Echoing testimony from the only other survivor of the house - Michael Ward, who was a teenager when he escaped at her side - Africa also insisted that police gunfire kept MOVE members in the flaming home.

``MOVE people are not suicidal,'' she declared.

The defense denies that police fired at fleeing MOVE members and is likely to present testimony that any gunfire probably came from MOVE itself.

While self-righteous and argumentative during her four days on the stand, Africa at times was poignant. She broke into tears twice and fought for control a third time when she recalled visiting imprisoned MOVE members who were the parents of the children who had died. When she spoke with those parents, she told the jury, she thought of the dead children.

``When I visit my family members,'' she said, ``I see their faces.''

* The plaintiffs have a lot to work with. After all, the city's handling of the confrontation evoked savage criticism from both the MOVE commission and a city grand jury, though no city official has been charged with criminal wrongdoing.

But they have encountered some obstacles.

For one thing, they must persuade the jury to award compensatory damages for economic loss on behalf of two dead MOVE members - John and Frank James Africa - who did not have paying jobs.

Experts hired by the plaintiffs told the jury that the two could have earned a combined $1 million had they lived, an assessment derided by a rival analyst hired by the city.

The other major hurdle for the plaintiffs is the insistence of the defense that it was MOVE's own raucous protest on Osage Avenue, followed by its decision to exchange gunshots with police, that set in motion the events that led to the actions that are the subject of the suit.

* Those suing began their case strongly, leading off with Goode, who himself was dismissed as a defendant months before the trial.

He lambasted the men he had appointed for their handling of the crisis, going as far as to suggest that Sambor deceived him in briefing him about police tactics.

Another key witness for the plaintiffs, ironically, was Police Lt. Frank Powell, who dropped the bomb.

Powell told the jury he thought the bombing was unnecessary. ``We had the situation well controlled if we had just stayed and waited in our posts,'' Powell said. ``I believe we had time on our side.''

Perhaps the plaintiffs' most effective witness was Temple University criminologist James Fyfe, a former New York City police officer who in confident testimony said flatly that Sambor's operation had been excessively violent.

The use of fire to attack the bunker, Fyfe said, ``did constitute too much force because it was likely to cause death and serious injury and there was no imminent threat'' from MOVE.

Which brings us to the bunker.

In his testimony to the jury, Sambor - called as a witness by the plaintiffs, as federal civil court rules permit - testified that he had heard reports all during the day-long siege that MOVE snipers were firing from atop the MOVE rowhouse.

Sambor said he feared that the bunker's vantage point would permit MOVE members to shoot civilians on nearby streets, not that MOVE had actually done that.

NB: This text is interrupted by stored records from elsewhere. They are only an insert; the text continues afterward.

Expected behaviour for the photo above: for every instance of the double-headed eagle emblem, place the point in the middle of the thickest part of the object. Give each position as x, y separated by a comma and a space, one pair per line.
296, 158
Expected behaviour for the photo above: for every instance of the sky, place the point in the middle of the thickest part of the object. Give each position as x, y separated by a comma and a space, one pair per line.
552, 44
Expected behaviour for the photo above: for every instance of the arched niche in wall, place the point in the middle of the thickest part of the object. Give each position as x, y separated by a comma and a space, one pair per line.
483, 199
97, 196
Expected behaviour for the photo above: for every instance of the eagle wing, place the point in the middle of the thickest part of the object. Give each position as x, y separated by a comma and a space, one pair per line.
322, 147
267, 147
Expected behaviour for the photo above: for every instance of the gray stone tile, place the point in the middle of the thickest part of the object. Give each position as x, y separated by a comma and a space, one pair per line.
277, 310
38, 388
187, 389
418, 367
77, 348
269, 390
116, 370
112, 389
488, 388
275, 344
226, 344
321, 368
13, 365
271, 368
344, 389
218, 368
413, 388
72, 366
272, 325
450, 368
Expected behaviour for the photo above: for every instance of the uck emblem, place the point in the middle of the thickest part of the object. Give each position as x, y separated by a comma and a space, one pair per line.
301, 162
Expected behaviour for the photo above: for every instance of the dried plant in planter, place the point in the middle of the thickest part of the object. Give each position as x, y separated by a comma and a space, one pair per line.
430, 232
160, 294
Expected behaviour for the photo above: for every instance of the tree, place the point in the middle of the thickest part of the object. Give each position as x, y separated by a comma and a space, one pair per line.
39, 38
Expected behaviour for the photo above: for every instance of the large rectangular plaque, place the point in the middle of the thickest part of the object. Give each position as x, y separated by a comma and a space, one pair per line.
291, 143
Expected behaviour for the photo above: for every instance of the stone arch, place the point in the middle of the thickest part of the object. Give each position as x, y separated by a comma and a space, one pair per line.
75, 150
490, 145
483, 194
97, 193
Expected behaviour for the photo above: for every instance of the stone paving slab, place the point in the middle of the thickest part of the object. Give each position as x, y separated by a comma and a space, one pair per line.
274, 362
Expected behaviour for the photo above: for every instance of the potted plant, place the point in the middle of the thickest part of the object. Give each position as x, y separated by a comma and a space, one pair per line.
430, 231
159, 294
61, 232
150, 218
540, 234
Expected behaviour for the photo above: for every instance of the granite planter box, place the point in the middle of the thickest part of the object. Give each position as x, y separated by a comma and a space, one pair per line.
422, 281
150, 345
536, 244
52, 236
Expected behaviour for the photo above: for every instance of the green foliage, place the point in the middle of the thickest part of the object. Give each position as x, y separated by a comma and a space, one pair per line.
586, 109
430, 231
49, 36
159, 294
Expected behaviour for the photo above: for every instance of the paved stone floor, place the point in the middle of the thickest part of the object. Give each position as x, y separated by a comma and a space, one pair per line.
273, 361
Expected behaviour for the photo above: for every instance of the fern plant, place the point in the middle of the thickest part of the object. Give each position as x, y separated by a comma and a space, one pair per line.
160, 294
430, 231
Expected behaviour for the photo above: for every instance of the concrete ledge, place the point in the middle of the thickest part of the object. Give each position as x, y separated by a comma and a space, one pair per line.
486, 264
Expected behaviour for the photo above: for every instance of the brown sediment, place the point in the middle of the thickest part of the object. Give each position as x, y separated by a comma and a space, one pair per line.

Sambor said he could not recall when a MOVE sniper had last fired from the bunker. The plaintiffs have presented evidence that the scene was essentially quiet for many hours that day, the firing from a furious early-morning gun battle having stopped.

Africa told jurors that the bunker had no interior hatch and that to get to it, MOVE members had to climb out a hole in the middle of the roof, some distance from the bunker. The implication was that no MOVE snipers were in the structure because they could not reach it without exposing themselves to police gunfire.

Dennis said police should have deduced the lack of an interior hatch. ``Isn't surveillance supposed to provide that sort of information?'' he asked outside court.

``It wasn't the kind of threat that police would have you believe,'' Dennis said of the bunker.

Sambor's lawyer, John W. Morris, said only an X-ray machine could have given police assurances that the bunker was indeed harmless. And they had no such device on May 13, 1985.